More affronts lay in wait. At length he appeals to the earthy, ward-heeling bounty of Seattle’s mayor—a longtime political rival who is apparently a local fixer right out of an Edwin O’Connor novel. After some tetchy grandstanding over Baines’ newly fallen state (“Winning or losing, my jackpots were never as grand as yours”), the mayor gathers up the aggrieved couple with the disability claim, and we learn nothing more about their fate. They are, after all, of no further use as props for the main point of this thuddingly obtuse subplot: dramatizing what one of Baines’ aides calls, in a typically overwritten and dubiously signifying snatch of dialogue “the cold shower of political impotence.” So much, in other words, for nobly trying to repair a system that makes people’s heads spin.

As though to underline this point, we dwell, at excruciating length, on Elliot’s wounded personal vanity: The mayor has not only stolen his political thunder but has hired away his driver, who like any good servant in a post-bellum romance of Southern Reconstruction works through a series of mugging sighs and theatrical rollings of the eyes to convey what a boorish overlord his new master is.

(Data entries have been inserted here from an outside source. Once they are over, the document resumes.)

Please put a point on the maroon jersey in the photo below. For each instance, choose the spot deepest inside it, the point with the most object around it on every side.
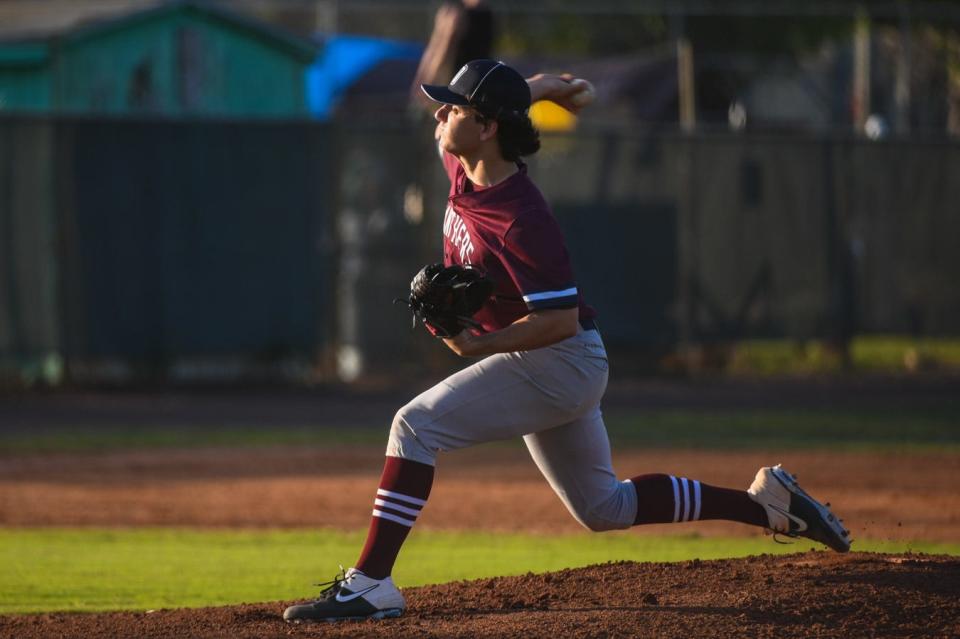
(508, 232)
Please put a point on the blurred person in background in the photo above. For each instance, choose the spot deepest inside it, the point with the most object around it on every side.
(463, 30)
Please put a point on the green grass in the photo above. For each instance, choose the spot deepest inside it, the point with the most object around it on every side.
(868, 353)
(933, 428)
(860, 429)
(141, 569)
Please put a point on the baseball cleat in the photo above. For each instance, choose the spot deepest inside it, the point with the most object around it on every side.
(351, 595)
(793, 512)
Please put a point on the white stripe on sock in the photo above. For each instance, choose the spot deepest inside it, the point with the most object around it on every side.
(676, 499)
(396, 518)
(411, 500)
(696, 500)
(407, 511)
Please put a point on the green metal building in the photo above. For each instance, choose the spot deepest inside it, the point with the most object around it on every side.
(181, 58)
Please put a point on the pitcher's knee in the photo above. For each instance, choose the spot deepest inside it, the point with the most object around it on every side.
(616, 512)
(405, 442)
(598, 522)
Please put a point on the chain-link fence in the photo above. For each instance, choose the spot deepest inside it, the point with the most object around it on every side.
(199, 250)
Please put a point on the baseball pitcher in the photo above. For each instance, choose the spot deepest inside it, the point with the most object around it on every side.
(505, 293)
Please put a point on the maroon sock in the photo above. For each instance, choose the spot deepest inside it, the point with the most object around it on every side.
(404, 488)
(664, 499)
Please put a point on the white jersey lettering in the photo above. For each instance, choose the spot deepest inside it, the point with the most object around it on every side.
(456, 231)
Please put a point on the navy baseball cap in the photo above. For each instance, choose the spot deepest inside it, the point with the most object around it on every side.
(489, 86)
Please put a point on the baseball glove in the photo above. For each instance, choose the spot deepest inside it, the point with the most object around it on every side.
(445, 298)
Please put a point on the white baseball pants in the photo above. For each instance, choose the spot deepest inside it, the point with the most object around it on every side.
(551, 397)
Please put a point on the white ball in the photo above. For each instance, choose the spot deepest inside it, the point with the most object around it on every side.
(585, 92)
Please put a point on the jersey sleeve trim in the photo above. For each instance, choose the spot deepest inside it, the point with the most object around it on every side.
(552, 299)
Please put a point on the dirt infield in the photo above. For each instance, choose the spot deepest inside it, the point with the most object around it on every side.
(815, 594)
(880, 495)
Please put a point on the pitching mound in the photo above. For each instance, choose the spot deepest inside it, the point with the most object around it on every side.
(802, 595)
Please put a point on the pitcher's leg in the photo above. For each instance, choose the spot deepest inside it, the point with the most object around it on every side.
(575, 460)
(499, 397)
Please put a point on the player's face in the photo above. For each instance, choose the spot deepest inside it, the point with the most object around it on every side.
(460, 131)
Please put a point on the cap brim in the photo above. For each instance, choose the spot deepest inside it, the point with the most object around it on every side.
(443, 95)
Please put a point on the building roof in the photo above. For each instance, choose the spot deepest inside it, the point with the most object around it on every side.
(40, 22)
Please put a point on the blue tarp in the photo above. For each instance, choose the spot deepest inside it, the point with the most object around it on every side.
(345, 59)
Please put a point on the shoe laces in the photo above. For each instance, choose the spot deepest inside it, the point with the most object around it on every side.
(784, 543)
(333, 586)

But the show’s worst moment (thus far, anyway) flows from something uglier still. In the show’s second episode, titled “The Whole Thump, Thump, Thump,” we are treated to an extended bohemian metaphor for Elliot’s plight. In his newfound languor, he starts hanging out with Dori’s sometime live-in boyfriend, a musician from Saskatchewan named Claude, who not surprisingly has a lot of time on his hands during the workday. (It’s hard to imagine anyone who presents a grimmer vocational prospect than a world beat impresario from the Canadian interior.) Claude, in a burst of hipster wisdom you only encounter in screenplays, counsels Elliot that “You’ve had a big change in your life. You need to find a whole new rhythm.” He goes on to offer, in apparently dead earnest, an edifying example of the sort of thing he has in mind: the “thump, thump, thump” of drums intended to inculcate work discipline aboard slave ships. Thus the privileged lifestyle bubble of Citizen Baines carelessly excises another whole brutal social world—and viewers are usefully reminded, even in these fraught times, that self-flattering blandness is still capable of giving great offense.